Ciu Pek-thong adalah Sute cikal-bakal Coan-cin-kau, yaitu Ong Tiong-yang yang pernah menjalin cinta dengan nenek guru Siao-liong-li. Kalau bicara tentang kedudukan di Coan-cin-kau, dialah yang paling top, tetapi selangkah pun dia tidak pernah menginjak Tiong-yang-kiong dan jarang pula berhubungan dengan Ma Giok, Khu Ju-ki dan lain-lain. Sebab itulah Ci-peng dan Ci-keng tidak mengenalnya.

Meski mereka pernah mendengar cerita dari guru masing-masing bahwa mereka memiliki seorang Susiokco (kakek guru muda), tetapi sudah lama tidak ada kabar beritanya, besar kemungkinan sudah meninggal dunia, maka sekarang mereka pun tidak menduga bahwa tokoh aneh ini adalah sang Susiokco yang maha sakti itu.

BegituIah Hoat-ong mengernyitkan dahinya melihat kelakuan Ciu Pek-thong. Dia pikir ilmu silat orang ini teramat tinggi dan sukar dilawan, maka ia coba menanyainya:

“Apakah Ongya berada di belakang sana?”

“Kira-kira 40 li di belakang sana adalah perkemahannya,” jawab Ciu Pek-thong dengan tertawa sambil menuding ke belakang. “Ehh, Toa-hwesio, kunasehati kau. Sebaiknya kau jangan pergi ke sana.”

“Sebab apa?” tanya Hoat-ong heran.

“Sebab dia sedang marah-marah. Kalau kau ke sana, mungkin kepalamu yang gundul itu akan dipenggal olehnya,” ujar Pek-thong.

“Ngaco-balo!” omel Hoat-ong dengan mendongkoI. “Sebab apa Ongya marah?”

Sambil menuding panji tanda pengenal Kubilai, Ciu Pek-thong berkata dengan tertawa: “Lihat ini, panji kebesaran Ongyamu kucuri, mustahil dia tidak marah-marah.”

Hoat-ong meIengak. Diam-diam ia pun percaya apa yang dikatakan itu, ia yakin Ciu Pek-thong pasti tidak berdusta. Segera ia tanya:

“Untuk apa kau mencuri panji kebesaran Ongya?”

“Kau kenal Kwe Ceng bukan?” tanya Pek-thong.

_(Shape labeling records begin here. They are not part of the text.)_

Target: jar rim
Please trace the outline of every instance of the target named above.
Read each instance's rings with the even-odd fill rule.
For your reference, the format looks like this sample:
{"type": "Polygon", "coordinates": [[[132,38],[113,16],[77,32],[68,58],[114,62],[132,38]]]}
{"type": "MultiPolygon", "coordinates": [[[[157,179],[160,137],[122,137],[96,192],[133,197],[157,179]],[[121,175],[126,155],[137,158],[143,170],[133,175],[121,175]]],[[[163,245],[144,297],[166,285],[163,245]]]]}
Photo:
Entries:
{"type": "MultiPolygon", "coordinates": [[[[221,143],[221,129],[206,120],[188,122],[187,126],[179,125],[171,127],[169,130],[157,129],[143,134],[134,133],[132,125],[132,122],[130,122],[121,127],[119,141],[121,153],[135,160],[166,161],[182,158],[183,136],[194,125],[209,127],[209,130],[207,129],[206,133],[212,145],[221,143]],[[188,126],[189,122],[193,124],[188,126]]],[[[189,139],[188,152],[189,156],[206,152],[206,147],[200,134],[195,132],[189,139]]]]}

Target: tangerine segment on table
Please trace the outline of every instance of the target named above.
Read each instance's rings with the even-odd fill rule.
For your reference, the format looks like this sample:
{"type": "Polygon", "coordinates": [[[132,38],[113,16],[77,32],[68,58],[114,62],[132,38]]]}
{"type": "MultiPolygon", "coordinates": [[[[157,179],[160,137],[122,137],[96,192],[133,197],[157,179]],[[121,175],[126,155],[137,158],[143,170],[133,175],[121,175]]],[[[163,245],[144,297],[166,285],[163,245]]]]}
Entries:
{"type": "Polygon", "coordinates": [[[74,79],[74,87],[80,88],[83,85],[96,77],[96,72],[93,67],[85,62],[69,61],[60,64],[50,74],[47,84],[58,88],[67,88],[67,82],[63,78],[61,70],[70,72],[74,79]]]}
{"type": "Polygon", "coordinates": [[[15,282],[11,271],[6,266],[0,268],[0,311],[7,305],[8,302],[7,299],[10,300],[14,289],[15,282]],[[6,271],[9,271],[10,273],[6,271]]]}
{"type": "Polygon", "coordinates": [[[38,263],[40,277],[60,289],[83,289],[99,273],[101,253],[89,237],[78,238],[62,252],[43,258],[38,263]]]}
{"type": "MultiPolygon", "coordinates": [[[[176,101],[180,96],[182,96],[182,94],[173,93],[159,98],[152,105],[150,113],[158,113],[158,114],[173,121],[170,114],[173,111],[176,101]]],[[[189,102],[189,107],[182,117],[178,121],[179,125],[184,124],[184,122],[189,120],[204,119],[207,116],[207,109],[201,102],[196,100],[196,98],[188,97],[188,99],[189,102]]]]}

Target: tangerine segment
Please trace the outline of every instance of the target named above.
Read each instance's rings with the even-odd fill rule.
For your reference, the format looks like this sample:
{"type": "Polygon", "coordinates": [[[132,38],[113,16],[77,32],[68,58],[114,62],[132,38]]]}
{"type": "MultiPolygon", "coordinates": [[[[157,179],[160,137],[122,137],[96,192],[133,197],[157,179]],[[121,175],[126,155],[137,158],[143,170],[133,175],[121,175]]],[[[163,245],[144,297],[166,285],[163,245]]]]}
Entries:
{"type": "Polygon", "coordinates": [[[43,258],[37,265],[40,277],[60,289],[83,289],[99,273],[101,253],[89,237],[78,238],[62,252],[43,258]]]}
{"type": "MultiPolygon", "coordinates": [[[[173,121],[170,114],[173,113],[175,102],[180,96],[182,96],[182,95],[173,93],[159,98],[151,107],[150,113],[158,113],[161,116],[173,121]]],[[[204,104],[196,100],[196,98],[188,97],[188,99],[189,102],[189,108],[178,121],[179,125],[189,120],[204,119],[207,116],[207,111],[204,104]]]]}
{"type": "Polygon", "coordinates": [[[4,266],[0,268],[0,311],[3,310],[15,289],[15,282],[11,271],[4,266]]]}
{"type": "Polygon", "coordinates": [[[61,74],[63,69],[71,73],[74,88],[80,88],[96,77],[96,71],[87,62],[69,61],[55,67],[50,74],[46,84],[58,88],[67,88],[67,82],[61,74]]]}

“Ya, ada apa?” Hoat-ong mengangguk.

“Dia adalah saudara mudaku.” tutur Pek-thong. “Sudah belasan tahun aku tidak bertemu dengannya. Aku amat kangen padanya, maka aku buru-buru hendak menjenguk ke sana. Kudengar dia sedang berperang dengan orang Mongol di Siang-yang, maka aku sengaja mencuri panji kebesaran pangeran Mongol ini sebagai kado untuk saudara angkatku.”

Hoat-ong terkejut, dia pikir urusan bisa celaka. Sedang Siang-yang belum dapat dibobol, sekarang panji kebesaran panglimanya direbut musuh, hal ini teramat memalukan.

“Hmm, aku harus mencari akal merampas kembali panji ini.”

Mendadak terdengar Ciu Pek-thong membentak, empat ekor unta itu terus bergerak dan berbondong-bondong berlari ke sana, setelah mengitar satu lingkaran, lalu berlari kembali. Panji besar itu berkibar tertiup angin, Ciu Pek-thong berdiri menegak di tengah persilangan tali, dengan tangan memegang tali kendali keempat unta, lagaknya mirip panglima besar saja.


TARUHAN JEBAKAN

Dengan berseri-seri ia melarikan kawanan unta. Sesudah dekat cambuknya berkelebat dan berbunyi nyaring.

“Tarrr...!”

Serentak unta itu berhenti, entah dengan cara bagaimana Ciu Pek-thong ternyata dapat mengendalikan unta itu menjadi sangat penurut.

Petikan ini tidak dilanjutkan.